The raw material out of which tritium is made is the common, cheap light metal lithium, the lightest, in fact, of all the metals. It has an atomic weight of six, its nucleus consisting of three protons and three neutrons. When an extra neutron invades its nucleus, it becomes unstable and breaks up into two lighter elements, helium (two protons and two neutrons) and tritium (one proton and two neutrons). They are both gases and they are readily separated. And while lithium of atomic weight six constitutes only 7.5 per cent of the element as found in nature (it comes mixed with 92.5 per cent of lithium of atomic weight seven), there is no need to separate it from its heavier twin, since the latter has no affinity for neutrons and nearly all of them are gobbled up by the lighter element.

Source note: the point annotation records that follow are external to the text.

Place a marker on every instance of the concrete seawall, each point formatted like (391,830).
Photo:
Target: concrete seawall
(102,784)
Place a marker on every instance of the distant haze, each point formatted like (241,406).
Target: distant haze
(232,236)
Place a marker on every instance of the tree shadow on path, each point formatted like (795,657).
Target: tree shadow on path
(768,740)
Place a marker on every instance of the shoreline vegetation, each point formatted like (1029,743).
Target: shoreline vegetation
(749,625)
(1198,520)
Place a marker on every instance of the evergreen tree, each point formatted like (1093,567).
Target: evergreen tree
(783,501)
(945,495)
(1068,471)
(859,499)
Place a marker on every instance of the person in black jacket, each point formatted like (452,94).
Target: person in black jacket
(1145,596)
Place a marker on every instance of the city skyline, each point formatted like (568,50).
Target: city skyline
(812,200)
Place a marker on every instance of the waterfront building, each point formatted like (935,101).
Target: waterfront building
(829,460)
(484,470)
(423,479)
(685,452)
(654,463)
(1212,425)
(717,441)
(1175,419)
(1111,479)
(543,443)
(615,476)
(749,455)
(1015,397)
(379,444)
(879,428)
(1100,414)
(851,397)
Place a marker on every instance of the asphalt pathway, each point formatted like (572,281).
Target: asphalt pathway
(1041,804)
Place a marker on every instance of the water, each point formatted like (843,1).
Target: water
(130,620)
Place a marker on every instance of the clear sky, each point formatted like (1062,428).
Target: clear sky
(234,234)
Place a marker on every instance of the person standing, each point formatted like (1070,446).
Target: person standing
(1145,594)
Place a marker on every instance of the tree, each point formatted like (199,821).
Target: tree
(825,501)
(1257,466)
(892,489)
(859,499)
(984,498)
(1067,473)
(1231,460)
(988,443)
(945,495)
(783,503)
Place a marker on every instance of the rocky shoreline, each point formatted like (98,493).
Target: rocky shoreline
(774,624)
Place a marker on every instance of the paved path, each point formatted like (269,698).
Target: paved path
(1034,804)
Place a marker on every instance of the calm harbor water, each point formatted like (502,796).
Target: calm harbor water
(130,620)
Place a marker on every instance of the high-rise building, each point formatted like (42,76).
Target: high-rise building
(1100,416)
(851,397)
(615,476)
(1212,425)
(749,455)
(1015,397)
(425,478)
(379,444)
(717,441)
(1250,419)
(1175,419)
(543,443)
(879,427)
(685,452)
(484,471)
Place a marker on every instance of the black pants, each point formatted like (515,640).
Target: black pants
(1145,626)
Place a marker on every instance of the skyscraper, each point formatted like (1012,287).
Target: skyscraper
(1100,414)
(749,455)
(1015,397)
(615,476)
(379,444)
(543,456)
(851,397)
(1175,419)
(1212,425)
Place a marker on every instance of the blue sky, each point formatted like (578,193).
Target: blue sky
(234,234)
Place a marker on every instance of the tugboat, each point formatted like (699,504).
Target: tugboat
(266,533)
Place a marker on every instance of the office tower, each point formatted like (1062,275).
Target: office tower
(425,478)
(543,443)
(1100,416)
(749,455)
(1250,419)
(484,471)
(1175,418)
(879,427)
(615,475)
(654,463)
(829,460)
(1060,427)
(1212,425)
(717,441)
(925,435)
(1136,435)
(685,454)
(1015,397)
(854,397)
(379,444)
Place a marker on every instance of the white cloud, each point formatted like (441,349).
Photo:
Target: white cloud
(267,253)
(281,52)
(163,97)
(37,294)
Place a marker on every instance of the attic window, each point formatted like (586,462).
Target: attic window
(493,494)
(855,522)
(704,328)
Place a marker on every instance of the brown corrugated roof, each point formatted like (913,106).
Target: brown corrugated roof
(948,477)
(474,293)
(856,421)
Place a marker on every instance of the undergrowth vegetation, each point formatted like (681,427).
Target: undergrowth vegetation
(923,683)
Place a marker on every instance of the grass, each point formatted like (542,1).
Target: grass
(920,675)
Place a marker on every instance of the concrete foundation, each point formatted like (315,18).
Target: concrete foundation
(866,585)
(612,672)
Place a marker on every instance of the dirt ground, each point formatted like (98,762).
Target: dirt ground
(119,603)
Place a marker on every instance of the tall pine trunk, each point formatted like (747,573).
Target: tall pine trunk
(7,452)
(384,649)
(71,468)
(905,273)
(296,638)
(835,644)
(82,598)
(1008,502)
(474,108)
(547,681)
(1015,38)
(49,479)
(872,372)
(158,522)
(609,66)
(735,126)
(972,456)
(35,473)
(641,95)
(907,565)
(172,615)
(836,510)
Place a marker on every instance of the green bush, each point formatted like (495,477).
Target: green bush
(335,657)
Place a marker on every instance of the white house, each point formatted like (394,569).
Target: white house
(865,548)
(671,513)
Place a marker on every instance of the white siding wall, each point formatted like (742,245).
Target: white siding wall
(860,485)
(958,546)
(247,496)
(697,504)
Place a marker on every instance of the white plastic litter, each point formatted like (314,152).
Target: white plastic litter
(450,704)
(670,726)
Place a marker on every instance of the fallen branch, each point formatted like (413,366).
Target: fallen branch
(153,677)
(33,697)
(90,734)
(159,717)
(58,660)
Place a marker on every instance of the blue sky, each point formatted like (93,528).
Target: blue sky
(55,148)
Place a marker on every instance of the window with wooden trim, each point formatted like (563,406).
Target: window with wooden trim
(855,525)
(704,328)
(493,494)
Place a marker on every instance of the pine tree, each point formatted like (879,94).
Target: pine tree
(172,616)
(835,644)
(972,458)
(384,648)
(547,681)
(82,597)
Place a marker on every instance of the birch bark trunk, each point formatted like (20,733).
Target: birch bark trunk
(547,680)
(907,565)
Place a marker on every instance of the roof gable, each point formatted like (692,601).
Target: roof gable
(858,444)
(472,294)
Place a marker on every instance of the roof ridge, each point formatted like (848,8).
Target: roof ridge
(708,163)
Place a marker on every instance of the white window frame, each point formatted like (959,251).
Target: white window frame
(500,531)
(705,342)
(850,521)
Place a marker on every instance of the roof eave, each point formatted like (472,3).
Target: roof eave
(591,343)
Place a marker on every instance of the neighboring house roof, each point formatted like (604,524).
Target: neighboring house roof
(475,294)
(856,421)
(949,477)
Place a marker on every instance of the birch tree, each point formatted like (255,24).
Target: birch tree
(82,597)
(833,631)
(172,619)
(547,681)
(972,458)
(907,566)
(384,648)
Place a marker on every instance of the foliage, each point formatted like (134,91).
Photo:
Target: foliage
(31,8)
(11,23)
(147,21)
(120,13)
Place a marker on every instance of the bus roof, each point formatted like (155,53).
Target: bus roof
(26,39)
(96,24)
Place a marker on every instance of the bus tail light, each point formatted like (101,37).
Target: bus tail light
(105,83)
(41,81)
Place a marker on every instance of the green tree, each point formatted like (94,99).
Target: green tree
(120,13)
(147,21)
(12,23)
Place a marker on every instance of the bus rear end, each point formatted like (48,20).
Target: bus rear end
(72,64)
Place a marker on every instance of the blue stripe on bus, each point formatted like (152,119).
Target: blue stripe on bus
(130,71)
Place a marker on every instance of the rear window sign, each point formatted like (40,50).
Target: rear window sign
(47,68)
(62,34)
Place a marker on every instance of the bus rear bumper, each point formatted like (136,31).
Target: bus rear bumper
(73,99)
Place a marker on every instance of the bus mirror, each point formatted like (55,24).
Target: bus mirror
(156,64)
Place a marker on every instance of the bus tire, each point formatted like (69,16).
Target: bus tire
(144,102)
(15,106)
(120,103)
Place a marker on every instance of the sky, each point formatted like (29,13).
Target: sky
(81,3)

The production of tritium, even in small amounts, will nevertheless be a formidable process. As we have seen, it takes eighty times as many neutrons to produce any given amount of tritium as to produce a corresponding amount of plutonium. Since the lithium will have to compete with uranium 238 (parent of plutonium) for the available supply of neutrons, and since the number of atoms of U-238 per given volume is nearly forty times greater than the number of lithium atoms, the rate of tritium production would be very much slower than that of plutonium. On the other hand, even if it took as much as two hundred times as long to produce a given quantity of tritium, the handicap would be considerably overcome because of the relatively small amounts that may be required. If, for example, we should need only 30 to 150 grams of tritium per bomb, it would take our present plutonium plants only six to thirty times longer to produce these quantities than it takes them to produce one kilogram of plutonium. A hypothetical plant such as the one mentioned in the official Smyth Report, designed to produce one kilogram of plutonium per day, would thus yield 30 grams of tritium in six days.
How much tritium would be needed for an adequate stockpile of H-bombs? Since our primary reasons for building it are to deter aggression, to prevent its use against us or our allies, and as a tactical weapon against large land armies, it would appear that as few as twenty-five, or fifty at the most, would be adequate for the purpose. On the basis of the larger figure (assuming 30 to 150 grams of tritium per bomb), it would mean an initial stockpile of only 1.5 to 7.5 kilograms of tritium, which would entail the sacrifice of about 120 to 600 kilograms of plutonium. Once this initial outlay had been made, however, our plutonium sacrifice would be reduced annually to only one twenty-fourth of the original respective amounts—namely, 5 to 25 kilograms a year—just enough to make up for the decay of the tritium at the rate of fifty per cent every twelve years.